Why Did Wilder give Fury a title shot if he thought he was a cheater

Discussion in 'World Boxing Forum' started by Mister Pugilist, Jan 24, 2023.

  1. ConfusedGuy

    ConfusedGuy Member Full Member

    Oct 29, 2020
    I, along with many others, believe that Fury was a carefully chosen opponent for Wilder. You clearly don't and I don't think either one of us is going to change the others mind.

    Great, if not a bit one sided, trilogy of fights though. So in the end I'm glad that they got in the ring together, regardless of what Wilders motivation for fighting him was.
    Entaowed and Dubblechin like this.
  2. Dubblechin

    Dubblechin Obsessed with Boxing Full Member

    Jun 25, 2014
    Fair enough.
    Entaowed likes this.

    MAD_PIGE0N ... Full Member

    Sep 3, 2022
    Wilder gave him a title shot because he was thinking that Fury isn't that good and being out of the sport, sunk in drugs, alcohols and fat, he'll be easy to beat. Shortly: some of the worst cherry-picking in the history of the sport. He didn't say anything after their first fight because he knew he was saved by corrupted judges, but started crying when Fury blew his pathetic *sshole.
    fencik45 likes this.
  4. fencik45

    fencik45 Well-Known Member Full Member

    Jun 6, 2022
    Means he thought less of him than he did Povetkin, who he ducked the second ped was mentioned. He also had no issues fighting Stiverne after he popped for peds. Just shows he used peds as an excuse for selective ducking.
    The Long Count likes this.
  5. lobk

    lobk Original ESB Member Full Member

    Jul 19, 2004
    Money money money.
  6. Dubblechin

    Dubblechin Obsessed with Boxing Full Member

    Jun 25, 2014
    Wilder was about as "terrified" of Alexander Povetkin as he was Wawrzyk, who also popped dirty, and Wilder didn't fight him either.

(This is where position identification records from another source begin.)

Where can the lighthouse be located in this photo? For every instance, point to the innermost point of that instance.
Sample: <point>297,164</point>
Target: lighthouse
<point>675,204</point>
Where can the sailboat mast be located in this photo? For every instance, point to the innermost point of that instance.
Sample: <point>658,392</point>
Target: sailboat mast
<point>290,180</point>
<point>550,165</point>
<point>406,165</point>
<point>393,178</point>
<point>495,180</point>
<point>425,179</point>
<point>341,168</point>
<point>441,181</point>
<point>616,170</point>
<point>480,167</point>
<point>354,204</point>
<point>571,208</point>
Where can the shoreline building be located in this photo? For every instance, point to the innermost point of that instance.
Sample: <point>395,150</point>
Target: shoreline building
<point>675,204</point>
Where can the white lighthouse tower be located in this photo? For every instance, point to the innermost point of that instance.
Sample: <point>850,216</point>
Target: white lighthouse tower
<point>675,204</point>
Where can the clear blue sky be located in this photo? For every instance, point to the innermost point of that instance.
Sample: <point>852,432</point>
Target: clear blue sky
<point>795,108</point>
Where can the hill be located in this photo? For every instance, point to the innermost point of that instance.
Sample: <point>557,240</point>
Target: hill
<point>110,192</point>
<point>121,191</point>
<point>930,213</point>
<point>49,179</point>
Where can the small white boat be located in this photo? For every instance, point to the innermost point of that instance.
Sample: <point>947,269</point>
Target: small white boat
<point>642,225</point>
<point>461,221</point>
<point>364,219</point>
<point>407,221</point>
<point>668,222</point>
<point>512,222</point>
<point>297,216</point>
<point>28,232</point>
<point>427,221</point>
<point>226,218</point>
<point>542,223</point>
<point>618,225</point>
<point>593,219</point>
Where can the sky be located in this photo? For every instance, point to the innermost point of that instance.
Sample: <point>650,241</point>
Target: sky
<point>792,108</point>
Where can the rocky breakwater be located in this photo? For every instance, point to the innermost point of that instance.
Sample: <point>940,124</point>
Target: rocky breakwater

    Wilder dropped the Wawrzyk fight the moment PEDs were mentioned, too. They were cheating. Screw them.

    Personally, I like how some guys here just selectively blame the guy who didn't take PEDs because he didn't fight every last guy presented to him WHO WERE cheating and took PEDs.

    That's some weird rationalizing.

    Povetkin LIED and claimed he wasn't dirty. The WBC gave him a second chance and an eliminator with Stiverne later that year, and Povetkin (and the whole damn country of Russia) popped dirty AGAIN and Povetkin was dropped from all the ratings organizations rankings for a time (and Russia was banned from the Olympics for state-sponsored juicing). The "caught" Povetkin even stood next to Putin when Putin denied the charges.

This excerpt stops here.